Tech claims that a scheduling conflict necessitated the change. "We had to standardize our conference schedule and start playing Maryland in the middle of the season," says the Yellow Jackets' sports information director, Mike Finn. Auburn suspects that its superiority over the last decade—the Tigers hold a 47-39-4 series lead—is the reason that Georgia Tech decided to pack it in. "We didn't drop Tech when we got beat 13 times in a row from 1941 to '54," says David Housel, Finn's counterpart at Auburn. "We're very disappointed. The Georgia-Auburn rivalry is the only longer one in the South [their first meeting was nine months before the inaugural Tech-Tiger game]. It won't be the same when we start playing again. What if you had Christmas every four years?"
The competition between the two engineering schools has been intense.
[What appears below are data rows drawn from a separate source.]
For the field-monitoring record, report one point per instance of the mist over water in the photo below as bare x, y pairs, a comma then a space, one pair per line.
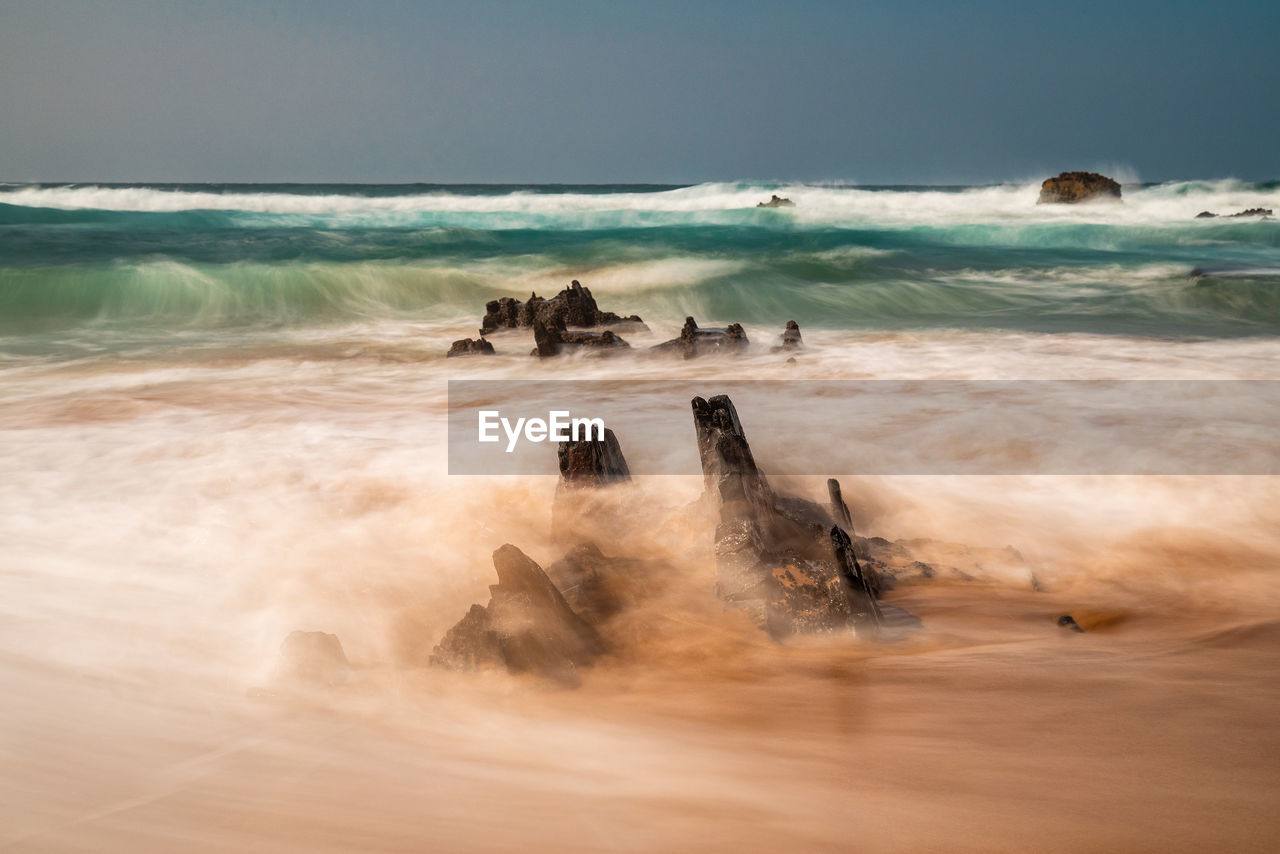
224, 418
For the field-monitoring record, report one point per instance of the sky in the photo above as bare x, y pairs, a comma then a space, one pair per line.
912, 91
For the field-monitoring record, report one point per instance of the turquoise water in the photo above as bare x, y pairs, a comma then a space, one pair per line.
163, 256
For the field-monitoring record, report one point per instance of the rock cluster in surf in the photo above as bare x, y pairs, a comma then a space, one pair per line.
1075, 187
571, 322
574, 306
791, 565
1249, 211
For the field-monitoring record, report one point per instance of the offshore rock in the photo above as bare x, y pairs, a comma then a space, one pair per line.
1072, 187
574, 306
553, 339
699, 342
790, 338
470, 347
526, 628
314, 657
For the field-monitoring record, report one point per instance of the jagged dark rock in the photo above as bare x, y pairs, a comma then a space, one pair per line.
526, 628
583, 511
508, 313
699, 342
599, 587
862, 599
773, 555
1251, 211
840, 512
1072, 187
839, 508
593, 462
790, 338
470, 347
574, 306
314, 657
552, 338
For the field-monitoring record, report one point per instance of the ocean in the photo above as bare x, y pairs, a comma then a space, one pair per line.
223, 418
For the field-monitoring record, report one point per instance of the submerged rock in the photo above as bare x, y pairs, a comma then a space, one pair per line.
583, 511
1251, 211
790, 338
574, 306
599, 587
593, 462
470, 347
526, 628
551, 338
1077, 186
314, 657
773, 556
699, 342
862, 598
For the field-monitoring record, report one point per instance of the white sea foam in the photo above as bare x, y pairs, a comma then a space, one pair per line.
1173, 202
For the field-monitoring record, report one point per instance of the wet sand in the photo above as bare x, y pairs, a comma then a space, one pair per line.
168, 523
995, 730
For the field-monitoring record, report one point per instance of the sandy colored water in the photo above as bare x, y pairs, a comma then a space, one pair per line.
167, 521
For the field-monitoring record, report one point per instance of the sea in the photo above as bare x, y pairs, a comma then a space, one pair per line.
224, 418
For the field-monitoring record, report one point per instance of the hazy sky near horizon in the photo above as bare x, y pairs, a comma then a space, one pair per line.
913, 91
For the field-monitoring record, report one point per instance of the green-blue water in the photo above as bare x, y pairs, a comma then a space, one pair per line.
894, 257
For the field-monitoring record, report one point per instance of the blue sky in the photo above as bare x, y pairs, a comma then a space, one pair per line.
553, 91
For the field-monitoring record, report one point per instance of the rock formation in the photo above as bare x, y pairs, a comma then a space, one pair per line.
551, 338
526, 628
593, 462
314, 657
1251, 211
581, 512
865, 612
1078, 186
772, 558
574, 306
699, 342
790, 338
470, 347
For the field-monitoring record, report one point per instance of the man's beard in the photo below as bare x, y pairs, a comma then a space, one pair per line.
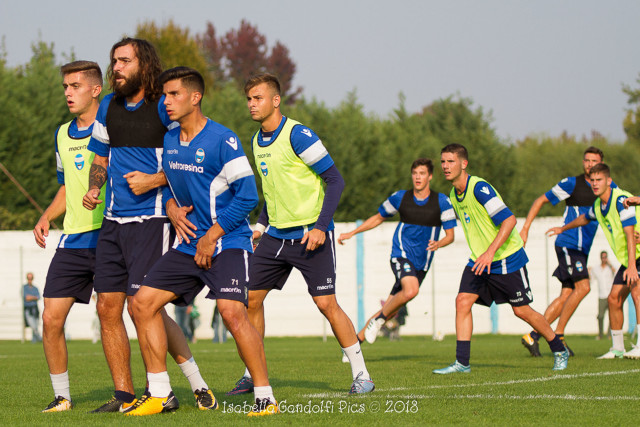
130, 87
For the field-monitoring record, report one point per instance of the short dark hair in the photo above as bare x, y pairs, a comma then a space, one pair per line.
423, 161
595, 150
457, 149
190, 78
602, 168
90, 69
150, 66
271, 80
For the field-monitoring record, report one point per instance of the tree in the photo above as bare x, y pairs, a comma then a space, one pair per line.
175, 47
631, 123
243, 52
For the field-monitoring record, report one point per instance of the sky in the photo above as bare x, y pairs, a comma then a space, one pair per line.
539, 67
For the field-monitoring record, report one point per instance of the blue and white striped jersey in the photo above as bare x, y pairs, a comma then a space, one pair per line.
212, 174
411, 240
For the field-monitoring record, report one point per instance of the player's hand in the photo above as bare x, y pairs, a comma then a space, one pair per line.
204, 251
524, 235
631, 201
90, 200
41, 231
178, 217
433, 245
139, 182
630, 275
482, 262
314, 238
343, 237
255, 238
553, 231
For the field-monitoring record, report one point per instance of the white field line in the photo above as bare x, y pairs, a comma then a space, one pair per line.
499, 383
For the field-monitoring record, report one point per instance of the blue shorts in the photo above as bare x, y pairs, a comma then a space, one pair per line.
512, 288
71, 274
572, 267
402, 267
274, 259
619, 279
177, 272
126, 252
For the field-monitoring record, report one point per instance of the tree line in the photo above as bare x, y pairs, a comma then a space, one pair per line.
373, 153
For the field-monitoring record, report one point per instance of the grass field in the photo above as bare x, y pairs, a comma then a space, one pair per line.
505, 387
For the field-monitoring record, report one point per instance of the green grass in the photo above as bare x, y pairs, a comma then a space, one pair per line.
505, 387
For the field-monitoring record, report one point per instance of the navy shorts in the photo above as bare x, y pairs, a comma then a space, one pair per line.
274, 259
572, 267
402, 267
126, 252
512, 288
71, 274
619, 279
177, 272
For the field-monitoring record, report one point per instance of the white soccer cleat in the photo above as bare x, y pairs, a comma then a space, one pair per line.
374, 326
634, 353
612, 354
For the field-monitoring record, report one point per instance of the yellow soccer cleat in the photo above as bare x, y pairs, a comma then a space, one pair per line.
205, 399
264, 407
59, 404
148, 405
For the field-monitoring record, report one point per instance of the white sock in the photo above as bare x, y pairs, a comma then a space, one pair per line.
618, 339
159, 384
60, 383
263, 393
354, 353
192, 372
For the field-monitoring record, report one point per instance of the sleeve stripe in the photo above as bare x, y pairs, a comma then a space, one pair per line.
559, 192
494, 206
232, 171
388, 208
100, 132
448, 215
314, 153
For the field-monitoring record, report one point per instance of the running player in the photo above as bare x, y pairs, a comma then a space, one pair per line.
572, 248
213, 192
496, 271
127, 140
70, 276
422, 213
613, 209
298, 210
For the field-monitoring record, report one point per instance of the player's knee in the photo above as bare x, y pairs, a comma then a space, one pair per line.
52, 322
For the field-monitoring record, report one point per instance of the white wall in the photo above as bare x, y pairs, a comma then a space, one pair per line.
291, 312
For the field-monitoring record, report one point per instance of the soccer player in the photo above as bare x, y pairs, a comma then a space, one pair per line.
619, 221
496, 271
422, 213
572, 248
293, 165
212, 193
70, 276
127, 141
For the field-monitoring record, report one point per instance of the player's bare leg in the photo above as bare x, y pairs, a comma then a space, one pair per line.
115, 341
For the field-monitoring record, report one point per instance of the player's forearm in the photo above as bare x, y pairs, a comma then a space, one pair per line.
503, 234
58, 205
447, 239
368, 224
332, 194
629, 232
98, 172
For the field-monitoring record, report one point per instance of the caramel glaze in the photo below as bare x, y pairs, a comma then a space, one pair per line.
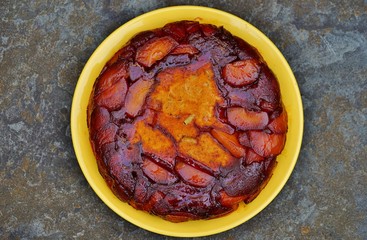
186, 121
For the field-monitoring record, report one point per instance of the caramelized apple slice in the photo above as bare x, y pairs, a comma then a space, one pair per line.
136, 96
192, 175
279, 124
266, 145
157, 173
228, 201
251, 157
185, 49
244, 140
112, 98
99, 118
114, 73
154, 50
241, 73
230, 142
247, 120
105, 135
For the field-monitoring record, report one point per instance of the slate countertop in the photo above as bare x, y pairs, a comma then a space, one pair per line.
43, 48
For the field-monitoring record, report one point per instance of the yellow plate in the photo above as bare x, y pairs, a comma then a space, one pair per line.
155, 19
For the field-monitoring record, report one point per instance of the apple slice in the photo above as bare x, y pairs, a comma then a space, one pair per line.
105, 135
244, 140
241, 73
185, 49
279, 124
247, 120
230, 142
266, 145
157, 173
251, 157
113, 97
99, 118
192, 175
154, 50
136, 96
114, 73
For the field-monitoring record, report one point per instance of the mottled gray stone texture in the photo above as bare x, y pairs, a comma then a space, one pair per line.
43, 48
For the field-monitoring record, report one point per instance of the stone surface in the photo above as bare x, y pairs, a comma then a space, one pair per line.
43, 48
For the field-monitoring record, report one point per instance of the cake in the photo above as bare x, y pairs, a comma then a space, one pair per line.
186, 121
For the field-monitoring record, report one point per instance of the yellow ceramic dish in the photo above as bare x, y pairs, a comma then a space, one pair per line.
155, 19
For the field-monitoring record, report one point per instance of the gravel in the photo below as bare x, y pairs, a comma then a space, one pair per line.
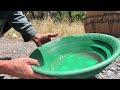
15, 48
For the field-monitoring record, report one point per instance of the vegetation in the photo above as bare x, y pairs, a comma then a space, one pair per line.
63, 22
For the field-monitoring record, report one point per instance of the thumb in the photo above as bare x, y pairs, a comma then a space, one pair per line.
33, 61
52, 34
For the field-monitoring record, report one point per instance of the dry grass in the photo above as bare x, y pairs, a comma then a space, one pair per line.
64, 28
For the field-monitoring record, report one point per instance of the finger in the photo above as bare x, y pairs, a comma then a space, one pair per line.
52, 34
33, 61
40, 76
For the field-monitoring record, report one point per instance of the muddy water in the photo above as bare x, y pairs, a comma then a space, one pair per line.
75, 61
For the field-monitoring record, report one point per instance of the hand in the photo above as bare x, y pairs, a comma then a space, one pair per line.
44, 38
21, 67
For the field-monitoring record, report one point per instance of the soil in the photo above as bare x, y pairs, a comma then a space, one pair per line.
15, 48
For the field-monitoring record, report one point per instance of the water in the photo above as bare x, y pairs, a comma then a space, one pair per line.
75, 61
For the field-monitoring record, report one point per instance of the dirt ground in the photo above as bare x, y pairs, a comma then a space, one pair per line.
14, 48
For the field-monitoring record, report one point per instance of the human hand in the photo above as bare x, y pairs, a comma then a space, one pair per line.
42, 39
21, 68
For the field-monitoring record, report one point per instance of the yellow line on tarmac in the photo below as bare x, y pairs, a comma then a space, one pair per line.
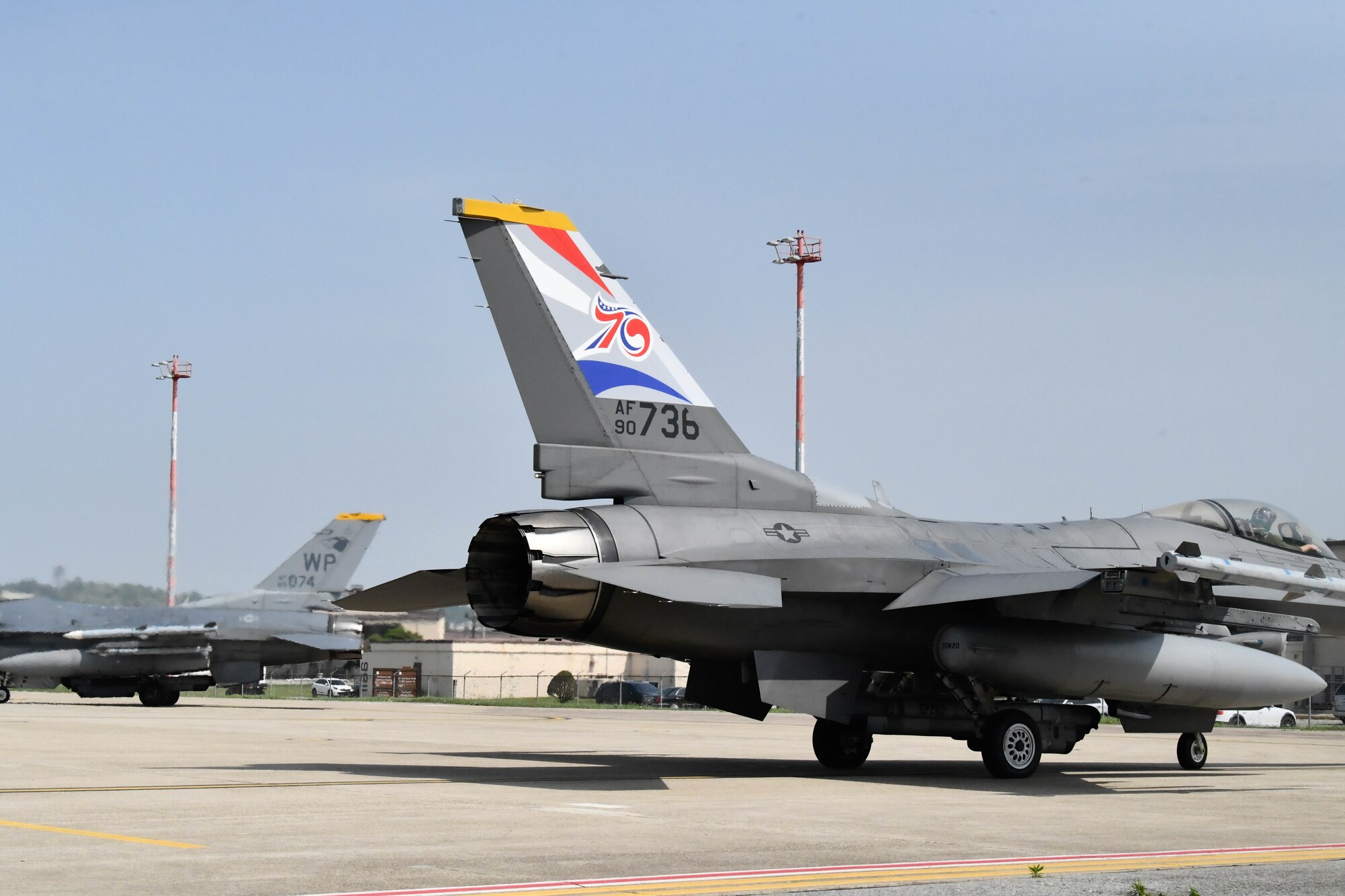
523, 779
829, 879
103, 836
231, 786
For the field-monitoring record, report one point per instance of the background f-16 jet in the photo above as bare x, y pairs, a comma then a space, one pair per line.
781, 591
158, 653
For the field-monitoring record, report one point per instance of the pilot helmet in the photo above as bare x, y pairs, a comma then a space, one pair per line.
1264, 518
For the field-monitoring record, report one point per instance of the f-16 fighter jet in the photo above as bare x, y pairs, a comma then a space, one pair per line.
781, 591
123, 651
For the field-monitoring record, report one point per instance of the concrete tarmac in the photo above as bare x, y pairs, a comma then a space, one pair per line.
311, 797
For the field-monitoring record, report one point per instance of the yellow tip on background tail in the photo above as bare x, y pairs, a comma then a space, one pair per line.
514, 213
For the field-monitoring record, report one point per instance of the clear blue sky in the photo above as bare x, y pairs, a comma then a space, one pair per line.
1077, 256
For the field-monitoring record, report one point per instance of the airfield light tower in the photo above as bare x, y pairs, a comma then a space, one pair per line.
174, 370
798, 251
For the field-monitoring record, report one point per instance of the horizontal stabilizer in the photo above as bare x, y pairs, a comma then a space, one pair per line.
950, 585
141, 631
423, 589
688, 584
323, 641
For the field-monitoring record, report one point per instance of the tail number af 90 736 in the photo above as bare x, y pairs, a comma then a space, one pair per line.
670, 421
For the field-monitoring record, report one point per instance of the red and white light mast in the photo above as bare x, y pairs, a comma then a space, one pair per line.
174, 370
798, 251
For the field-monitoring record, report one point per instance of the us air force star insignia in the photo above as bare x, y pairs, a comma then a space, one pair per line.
787, 533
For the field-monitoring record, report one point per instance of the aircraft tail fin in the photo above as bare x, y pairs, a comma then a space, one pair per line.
614, 411
329, 560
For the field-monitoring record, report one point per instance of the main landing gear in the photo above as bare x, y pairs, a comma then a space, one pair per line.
1192, 751
1012, 744
839, 745
154, 693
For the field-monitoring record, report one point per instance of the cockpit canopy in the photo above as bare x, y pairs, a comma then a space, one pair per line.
1253, 520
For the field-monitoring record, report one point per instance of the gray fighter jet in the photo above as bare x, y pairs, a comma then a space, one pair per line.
158, 653
781, 591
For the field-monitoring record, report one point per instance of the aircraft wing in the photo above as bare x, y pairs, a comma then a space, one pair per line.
145, 633
323, 641
688, 584
424, 589
978, 583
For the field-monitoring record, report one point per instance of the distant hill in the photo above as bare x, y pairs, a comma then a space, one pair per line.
99, 592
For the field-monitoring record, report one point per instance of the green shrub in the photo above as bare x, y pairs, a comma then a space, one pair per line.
564, 686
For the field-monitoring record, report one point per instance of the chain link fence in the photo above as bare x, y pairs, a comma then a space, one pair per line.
406, 682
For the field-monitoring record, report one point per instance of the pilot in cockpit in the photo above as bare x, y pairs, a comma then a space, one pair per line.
1264, 529
1261, 525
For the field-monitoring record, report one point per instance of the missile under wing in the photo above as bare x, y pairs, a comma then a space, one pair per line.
159, 651
781, 591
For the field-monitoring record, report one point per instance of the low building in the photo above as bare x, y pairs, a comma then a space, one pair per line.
498, 669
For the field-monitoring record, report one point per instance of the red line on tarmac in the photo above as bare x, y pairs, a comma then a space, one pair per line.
836, 869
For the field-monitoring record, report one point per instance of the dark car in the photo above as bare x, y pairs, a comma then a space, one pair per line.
676, 697
626, 692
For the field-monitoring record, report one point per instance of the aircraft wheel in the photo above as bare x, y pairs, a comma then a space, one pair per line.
155, 694
1192, 751
1012, 744
839, 745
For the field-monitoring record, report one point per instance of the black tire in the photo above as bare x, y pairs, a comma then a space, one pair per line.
155, 694
839, 745
1012, 744
1192, 751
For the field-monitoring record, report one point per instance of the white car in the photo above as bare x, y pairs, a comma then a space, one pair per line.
1265, 717
333, 688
Before the game at Auburn in 1896, partisan fervor got out of hand when the first annual Wreck Tech Pajama Parade didn't end at the football field as planned. "The students went down to the railroad station and smeared pig grease all over the rails," says Housel. As a result the train carrying the Georgia Tech players slid right through Auburn, and they had to walk five miles back to town. It's believed that Auburn coach John Heisman, after whom the trophy is named, was behind the prank. Heisman was 3-0 against Tech when he coached the Tigers. Then, after a stint at Clemson, he became coach at Georgia Tech and went 5-10 against Auburn.
The Wreck Tech Pajama Parade remains a hallowed pregame tradition at Auburn. Each year students clad in pajamas march to Jordan-Hare Stadium chanting, "Wreck Tech, wreck Tech, wreck the hell out of Georgia Tech!" For a while in the 1920s the parade even had a road-game version. Tiger fans would lug a huge ball to Atlanta, and on the morning of the game they would roll it down Peachtree Street, yelling, "We're going to roll right over Georgia Tech!" Even as Auburn rolled on last week, a tradition came to a stop.
Football has proved to be the undoing of more than one college president. In 1985 Clemson's Bill Atchley tried to restructure the athletic department and was pressured to resign. Fred Davison and L. Donald Shields, the presidents of Georgia and SMU, respectively, departed largely because of the pressures generated by football-related scandals.
Now Joab Thomas is feeling the heat at Alabama. Thomas handpicked first-year coach Bill Curry at least as much for Curry's emphasis on academics as for his record (31-43-4) at Georgia Tech. 'Bama is 5-2, but a lot of its fans are unimpressed, even after Saturday's 41-22 win over Tennessee. While one bad season won't get Thomas—or, one assumes, Curry—fired, his comments on the subject last week gave little cheer to those who put scholarship first and athletics second. "The board of trustees wouldn't consider the record of a football coach in evaluating me," said Thomas. "Of course, I might find so much unpleasantness in a situation that I might not want to put up with it."
KEEPING THE BEAT
Miami was idle on Saturday, which made other teams happy. The Hurricanes have ripped through four opponents by the combined score of 154-52, thereby posing the question: At what point does winning big constitute running it up? After the 'Canes beat Maryland 46-16 two weeks ago, Terp athletic director Lew Perkins said, "Talk about classless. We will never again play Miami as long as I am athletic director."